The First Nations Children in a Changing Climate project combines Save the Children’s global expertise in child-focused disaster risk reduction and climate change adaptation programming. Taking an innovative approach to understanding climate risk, the program involves participatory methods and incorporates local Indigenous knowledge and the voices of children.
The First Nations Children in a Changing Climate project has four clear objectives:
- Increased understanding of climate change impacts and risks, including who is vulnerable, why and how.
- Enhanced community resilience through child-friendly disaster management training.
- Increased capacity of the communities to conduct child-friendly and gender-sensitive community participatory planning for other future initiatives and projects.
- Increased sense of community ownership and leadership on climate change adaptation and disaster management.
Children and youth comprise a significant segment of First Nations, Metis, and Inuits community populations and are amongst those most affected by disasters and climate change. However, girls and boys tend to be the least consulted in vulnerability assessments, adaptation planning, and emergency management. The program design addresses this gap.

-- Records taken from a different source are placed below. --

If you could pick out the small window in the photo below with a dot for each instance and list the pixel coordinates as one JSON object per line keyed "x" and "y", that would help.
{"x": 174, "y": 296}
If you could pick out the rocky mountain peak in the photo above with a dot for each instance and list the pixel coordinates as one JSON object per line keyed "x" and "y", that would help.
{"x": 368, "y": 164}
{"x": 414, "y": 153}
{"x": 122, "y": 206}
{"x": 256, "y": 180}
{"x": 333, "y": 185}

Local and Traditional Knowledge systems and practices are often neglected in climate change and emergency planning. First Nations, Metis, and Inuit Peoples possess a wealth of traditional ecological knowledge — through oral histories, hunting and fishing patterns, and other observations that come from calling a place home for millennia, this program honours that knowledge and incorporates it into program design.
Investing in community youth for a sustainable community planning. Through a comprehensive training, mentorship and hands-on experience, community youth acquire the knowledge and capacity to allow them to be the catalyst for their communities to create new community planning initiatives and projects using what they learnt by their active participation in the adaptation planning processes.